T.C. ADALET BAKANLIĞI’NA
Müvekkil Adnan Oktar'ın Sayın Bakanlığı'na hitaben yazmış olduğu yazıyı, aşağıda takdirinize sunuyoruz:
Türkiye’de öfkenin, cinayetlerin, korku ve kavgaların bitmesi, herkesin rahat edeceği bir sevgi ortamı oluşması isteniyorsa, herkesi kazanacak bir sevgi politikasının hakim edilmesi şarttır. Herkesi suçlu ilan eden, suçlu görülenleri günahkar ilan eden bir politika, insanları sevgisizliğe iten en önemli sebep olacaktır.

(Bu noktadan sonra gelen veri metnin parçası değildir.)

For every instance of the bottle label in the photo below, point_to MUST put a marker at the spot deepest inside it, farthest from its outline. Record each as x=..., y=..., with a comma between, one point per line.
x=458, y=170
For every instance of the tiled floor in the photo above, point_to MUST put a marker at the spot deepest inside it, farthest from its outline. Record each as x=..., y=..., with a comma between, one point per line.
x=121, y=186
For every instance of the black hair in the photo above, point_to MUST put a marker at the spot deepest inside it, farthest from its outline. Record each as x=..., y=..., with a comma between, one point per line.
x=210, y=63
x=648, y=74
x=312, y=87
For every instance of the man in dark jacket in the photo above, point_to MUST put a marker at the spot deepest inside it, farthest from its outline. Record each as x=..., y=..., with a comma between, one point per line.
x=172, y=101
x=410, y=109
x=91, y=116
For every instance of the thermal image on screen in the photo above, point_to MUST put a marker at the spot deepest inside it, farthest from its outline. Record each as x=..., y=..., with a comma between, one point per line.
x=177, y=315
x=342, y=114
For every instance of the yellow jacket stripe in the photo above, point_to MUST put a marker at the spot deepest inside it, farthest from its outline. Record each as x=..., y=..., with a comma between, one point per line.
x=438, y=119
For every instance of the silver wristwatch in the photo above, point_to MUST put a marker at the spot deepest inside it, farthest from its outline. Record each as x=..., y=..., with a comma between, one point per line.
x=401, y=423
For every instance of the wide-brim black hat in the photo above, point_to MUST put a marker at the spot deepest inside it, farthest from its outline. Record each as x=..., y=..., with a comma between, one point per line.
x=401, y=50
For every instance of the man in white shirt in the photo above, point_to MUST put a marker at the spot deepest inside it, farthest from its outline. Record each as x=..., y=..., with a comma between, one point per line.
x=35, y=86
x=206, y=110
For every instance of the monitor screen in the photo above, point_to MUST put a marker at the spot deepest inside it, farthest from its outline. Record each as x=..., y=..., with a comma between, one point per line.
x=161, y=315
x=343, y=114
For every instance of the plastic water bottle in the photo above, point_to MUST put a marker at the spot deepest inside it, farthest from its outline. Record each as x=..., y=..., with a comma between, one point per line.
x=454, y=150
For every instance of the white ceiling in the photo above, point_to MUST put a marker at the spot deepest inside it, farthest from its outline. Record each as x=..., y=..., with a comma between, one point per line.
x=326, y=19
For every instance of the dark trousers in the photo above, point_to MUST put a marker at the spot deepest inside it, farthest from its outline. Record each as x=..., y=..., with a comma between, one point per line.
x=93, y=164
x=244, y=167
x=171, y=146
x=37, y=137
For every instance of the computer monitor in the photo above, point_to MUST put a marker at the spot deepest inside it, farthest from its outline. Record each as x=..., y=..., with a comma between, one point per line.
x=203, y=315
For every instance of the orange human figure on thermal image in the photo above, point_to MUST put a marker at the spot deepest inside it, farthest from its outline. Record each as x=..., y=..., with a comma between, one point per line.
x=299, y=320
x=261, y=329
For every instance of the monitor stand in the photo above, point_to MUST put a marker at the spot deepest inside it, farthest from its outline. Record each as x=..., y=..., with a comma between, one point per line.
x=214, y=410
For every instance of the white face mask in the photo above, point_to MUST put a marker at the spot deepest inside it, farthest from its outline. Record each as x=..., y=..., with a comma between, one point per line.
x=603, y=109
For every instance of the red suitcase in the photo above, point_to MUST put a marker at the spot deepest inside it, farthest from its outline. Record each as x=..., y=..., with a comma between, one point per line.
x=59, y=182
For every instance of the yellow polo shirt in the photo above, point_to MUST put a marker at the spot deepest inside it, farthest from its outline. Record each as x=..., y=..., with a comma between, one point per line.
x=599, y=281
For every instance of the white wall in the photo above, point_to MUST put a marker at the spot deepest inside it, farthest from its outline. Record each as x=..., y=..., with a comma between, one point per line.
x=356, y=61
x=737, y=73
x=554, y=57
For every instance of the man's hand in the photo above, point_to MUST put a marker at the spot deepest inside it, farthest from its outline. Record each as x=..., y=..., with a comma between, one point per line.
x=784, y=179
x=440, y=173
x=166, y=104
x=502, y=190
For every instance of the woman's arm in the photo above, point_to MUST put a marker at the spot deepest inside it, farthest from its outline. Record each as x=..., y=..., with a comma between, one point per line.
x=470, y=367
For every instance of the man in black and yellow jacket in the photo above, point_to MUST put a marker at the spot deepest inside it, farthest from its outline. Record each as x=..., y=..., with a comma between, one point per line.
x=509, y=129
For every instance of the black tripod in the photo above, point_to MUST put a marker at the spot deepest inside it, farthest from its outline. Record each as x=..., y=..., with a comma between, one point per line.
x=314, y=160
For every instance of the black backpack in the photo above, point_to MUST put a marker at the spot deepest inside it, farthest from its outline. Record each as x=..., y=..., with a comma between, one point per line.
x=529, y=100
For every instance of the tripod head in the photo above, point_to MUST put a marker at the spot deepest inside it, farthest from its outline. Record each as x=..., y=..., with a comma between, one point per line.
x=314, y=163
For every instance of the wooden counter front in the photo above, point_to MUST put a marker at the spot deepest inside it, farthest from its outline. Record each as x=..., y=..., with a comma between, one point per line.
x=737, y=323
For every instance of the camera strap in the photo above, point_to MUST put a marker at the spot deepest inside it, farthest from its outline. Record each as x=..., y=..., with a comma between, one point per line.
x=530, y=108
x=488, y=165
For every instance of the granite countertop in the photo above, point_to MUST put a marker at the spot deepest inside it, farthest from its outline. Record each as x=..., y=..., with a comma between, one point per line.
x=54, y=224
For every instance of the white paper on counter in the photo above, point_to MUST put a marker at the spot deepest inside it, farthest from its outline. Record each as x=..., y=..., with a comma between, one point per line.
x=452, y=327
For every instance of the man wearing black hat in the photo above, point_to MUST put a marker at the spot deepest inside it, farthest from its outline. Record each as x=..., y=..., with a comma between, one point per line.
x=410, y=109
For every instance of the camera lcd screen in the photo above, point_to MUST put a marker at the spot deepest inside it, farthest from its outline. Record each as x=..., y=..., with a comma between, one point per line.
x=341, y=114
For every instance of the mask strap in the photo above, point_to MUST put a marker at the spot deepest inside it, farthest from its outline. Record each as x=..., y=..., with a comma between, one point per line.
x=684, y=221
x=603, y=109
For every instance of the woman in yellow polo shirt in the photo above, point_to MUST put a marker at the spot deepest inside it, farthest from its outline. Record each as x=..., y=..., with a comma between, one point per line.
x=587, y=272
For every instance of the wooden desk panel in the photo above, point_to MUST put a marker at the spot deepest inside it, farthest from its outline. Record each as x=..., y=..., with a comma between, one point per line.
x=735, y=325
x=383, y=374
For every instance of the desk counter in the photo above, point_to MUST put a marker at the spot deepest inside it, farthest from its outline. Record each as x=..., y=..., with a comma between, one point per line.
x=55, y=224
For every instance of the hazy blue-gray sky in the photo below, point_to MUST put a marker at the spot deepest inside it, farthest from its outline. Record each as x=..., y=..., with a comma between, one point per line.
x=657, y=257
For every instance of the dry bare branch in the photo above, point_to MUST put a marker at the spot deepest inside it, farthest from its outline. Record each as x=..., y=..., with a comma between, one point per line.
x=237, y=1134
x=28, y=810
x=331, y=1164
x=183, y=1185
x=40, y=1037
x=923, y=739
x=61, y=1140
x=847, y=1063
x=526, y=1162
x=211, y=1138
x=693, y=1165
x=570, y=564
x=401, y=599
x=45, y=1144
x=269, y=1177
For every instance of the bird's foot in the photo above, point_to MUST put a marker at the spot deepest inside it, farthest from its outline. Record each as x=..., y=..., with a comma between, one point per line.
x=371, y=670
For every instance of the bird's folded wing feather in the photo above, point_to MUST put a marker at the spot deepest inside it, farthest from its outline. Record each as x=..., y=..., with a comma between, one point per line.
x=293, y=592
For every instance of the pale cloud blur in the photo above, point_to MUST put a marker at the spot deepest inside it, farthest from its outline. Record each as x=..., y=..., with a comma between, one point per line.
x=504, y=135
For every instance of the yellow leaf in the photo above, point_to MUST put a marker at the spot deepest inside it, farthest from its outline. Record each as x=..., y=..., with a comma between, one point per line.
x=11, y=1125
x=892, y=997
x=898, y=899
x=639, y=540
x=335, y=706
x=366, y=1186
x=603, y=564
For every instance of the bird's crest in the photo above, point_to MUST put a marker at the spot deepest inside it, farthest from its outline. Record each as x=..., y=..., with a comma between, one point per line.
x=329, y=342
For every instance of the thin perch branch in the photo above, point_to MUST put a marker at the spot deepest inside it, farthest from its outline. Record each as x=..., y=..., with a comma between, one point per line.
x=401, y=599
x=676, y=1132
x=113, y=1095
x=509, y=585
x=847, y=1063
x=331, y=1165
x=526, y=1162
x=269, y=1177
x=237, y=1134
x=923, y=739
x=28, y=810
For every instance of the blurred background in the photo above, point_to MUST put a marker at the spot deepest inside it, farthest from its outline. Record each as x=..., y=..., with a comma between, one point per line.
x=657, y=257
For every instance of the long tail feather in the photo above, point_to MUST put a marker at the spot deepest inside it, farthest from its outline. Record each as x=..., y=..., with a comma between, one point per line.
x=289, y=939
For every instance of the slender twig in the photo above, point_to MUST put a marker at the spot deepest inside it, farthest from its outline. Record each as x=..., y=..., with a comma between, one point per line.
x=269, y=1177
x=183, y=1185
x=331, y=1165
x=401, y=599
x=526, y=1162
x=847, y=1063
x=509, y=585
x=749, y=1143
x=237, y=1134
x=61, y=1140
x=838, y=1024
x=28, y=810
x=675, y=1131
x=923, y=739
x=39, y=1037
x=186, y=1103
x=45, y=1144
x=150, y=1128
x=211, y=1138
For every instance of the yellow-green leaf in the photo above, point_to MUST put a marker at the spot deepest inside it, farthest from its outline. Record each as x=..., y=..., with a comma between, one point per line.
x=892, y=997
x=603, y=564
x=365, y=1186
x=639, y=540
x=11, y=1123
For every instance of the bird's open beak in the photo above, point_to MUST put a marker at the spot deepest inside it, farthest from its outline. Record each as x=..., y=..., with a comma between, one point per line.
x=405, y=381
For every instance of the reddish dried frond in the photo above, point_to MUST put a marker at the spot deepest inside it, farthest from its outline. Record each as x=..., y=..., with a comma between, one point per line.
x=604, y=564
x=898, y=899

Ülkemizde hali hazırda cezaevlerinin akıl almaz derecede dolu olduğu tartışılmaz bir gerçektir. Keyfi tutuklamaların yapıldığı, beraatle sonuçlanan davalarda dahi insanların yıllarca hapis yattığı, soruşturmaların tek sonucunun mutlaka tutuklanmak olarak görüldüğü vahim bir dönemden geçiyoruz. Bu duruma kalıcı bir çare bulmak yerine, çözüm olarak yeni cezaevlerinin açıldığı ve bununla da övünüldüğü garip bir dönem yaşıyoruz. 2024 yılı hukukun üstünlüğü endeksine göre Türkiye’nin, 142 ülke arasından 117inci sırada olması, bu durumun vahametini yeterince göstermektedir.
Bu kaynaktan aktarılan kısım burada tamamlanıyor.